An ARR waterfall is a reconciliation. It explains how you moved from a starting ARR snapshot to an ending ARR snapshot by breaking the change into new, expansion, contraction, and churned ARR.

Core formula

Ending ARR = starting ARR + new ARR + expansion ARR - contraction ARR - churned ARR.

How to use it

  • Use it quarterly if monthly ARR snapshots are noisy due to deal timing.
  • Segment by plan/channel/customer size when blended numbers hide churn pockets.
  • Use net new ARR as a consistent input to burn multiple (same period).

How to reconcile with cash and bookings

  • ARR is a run-rate; bookings and cash can lead or lag due to billing terms.
  • Track annual prepay separately so it does not inflate ARR movements.
  • Use the same period boundary for ARR waterfall and burn metrics.

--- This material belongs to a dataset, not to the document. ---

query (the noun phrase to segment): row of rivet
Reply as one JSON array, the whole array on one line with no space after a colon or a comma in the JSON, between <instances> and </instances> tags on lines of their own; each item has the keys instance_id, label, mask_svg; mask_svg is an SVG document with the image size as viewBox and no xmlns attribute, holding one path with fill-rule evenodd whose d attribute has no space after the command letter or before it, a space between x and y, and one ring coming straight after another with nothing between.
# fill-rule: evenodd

ARR waterfall QA checklist

  • Confirm each customer movement is counted once (new vs expansion).
  • Validate churn and contraction are based on starting ARR, not ending ARR.
  • Match the ending ARR to the actual snapshot after all movements.

Common mistakes

  • Mixing bookings/cash with ARR movements (different timing and definitions).
  • Including one-time items or services in ARR movements.
  • Using inconsistent time windows for ARR movements vs burn/spend metrics.